Many MPA applications already get a security leg up by having their applications separated by the operating system. They can't poke around at each other's memory locations, crashing doesn't take down the whole system, etc. This is really just a few tips of what is really a monumental iceberg, however.
It ought to be possible to put each process in its own container with its own runtime restrictions. The Linux middleware people working on things like kdbus and systemd along with the plethora of containerization projects out there are racing to bring this to individual applications. MPA applications ought to take advantage of these things to keep attack vectors down while allowing each process in the swarm access to all the functionality it needs.
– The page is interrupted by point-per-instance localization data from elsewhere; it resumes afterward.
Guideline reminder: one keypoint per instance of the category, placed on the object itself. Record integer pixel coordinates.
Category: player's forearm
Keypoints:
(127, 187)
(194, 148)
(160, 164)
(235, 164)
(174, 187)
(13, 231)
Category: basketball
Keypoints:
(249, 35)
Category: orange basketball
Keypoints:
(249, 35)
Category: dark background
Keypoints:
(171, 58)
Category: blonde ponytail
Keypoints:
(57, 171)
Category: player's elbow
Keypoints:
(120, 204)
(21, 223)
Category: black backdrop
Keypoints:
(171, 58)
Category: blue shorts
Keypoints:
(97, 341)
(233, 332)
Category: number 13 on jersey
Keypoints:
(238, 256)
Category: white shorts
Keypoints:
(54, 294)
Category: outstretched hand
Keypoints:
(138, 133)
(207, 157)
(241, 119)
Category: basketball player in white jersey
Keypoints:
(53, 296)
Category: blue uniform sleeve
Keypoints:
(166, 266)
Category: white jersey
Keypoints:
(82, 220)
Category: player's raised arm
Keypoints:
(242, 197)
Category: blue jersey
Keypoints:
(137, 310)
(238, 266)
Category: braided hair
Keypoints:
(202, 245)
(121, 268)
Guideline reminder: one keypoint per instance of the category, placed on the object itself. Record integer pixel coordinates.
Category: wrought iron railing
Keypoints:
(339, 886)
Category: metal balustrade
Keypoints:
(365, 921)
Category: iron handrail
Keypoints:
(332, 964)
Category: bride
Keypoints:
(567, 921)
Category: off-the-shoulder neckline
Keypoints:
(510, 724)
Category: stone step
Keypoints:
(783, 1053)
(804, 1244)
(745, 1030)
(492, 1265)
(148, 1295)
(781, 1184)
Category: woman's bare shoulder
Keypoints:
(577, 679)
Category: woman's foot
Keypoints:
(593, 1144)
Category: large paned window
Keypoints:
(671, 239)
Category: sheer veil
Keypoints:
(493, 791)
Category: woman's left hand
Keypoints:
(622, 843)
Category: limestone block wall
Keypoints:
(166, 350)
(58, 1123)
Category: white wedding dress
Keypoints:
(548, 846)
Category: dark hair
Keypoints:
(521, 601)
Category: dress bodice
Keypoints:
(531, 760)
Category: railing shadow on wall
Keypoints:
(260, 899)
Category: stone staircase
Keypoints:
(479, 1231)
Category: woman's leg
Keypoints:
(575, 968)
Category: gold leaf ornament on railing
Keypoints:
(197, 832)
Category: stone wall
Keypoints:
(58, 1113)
Combined with radical MPA, this could be a significant boost: imagine all external input (e.g. from the network) being processed into safe, internal data structures in a process that runs in its own security context. Should something nasty happen, like a crash, it has access to nothing useful.
OpenSSH already went in this direction many years ago with privelege separation, but with modern containerization we could take this to a whole new level that would be of interest to many more applications.
Again, it means having the right frameworks available to make this easy to do.
... in conclusion
So we've now seen the common benefits of MPA, the common downsides of MPA and finally some more exotic possibilities which are rarely taken advantage of but would be very beneficial as common patterns.
Next we will look at how to bring this all together and attempt to describe a more perfect system which avoids the negatives and offers as many of the positives as possible.
The ultimate goal is completely robust applications with improved security and flexibility that can work more naturally (from a human's perspective) in multi-device environments and, perhaps, allow us to start tackling the more thorny issues of privacy and social computing.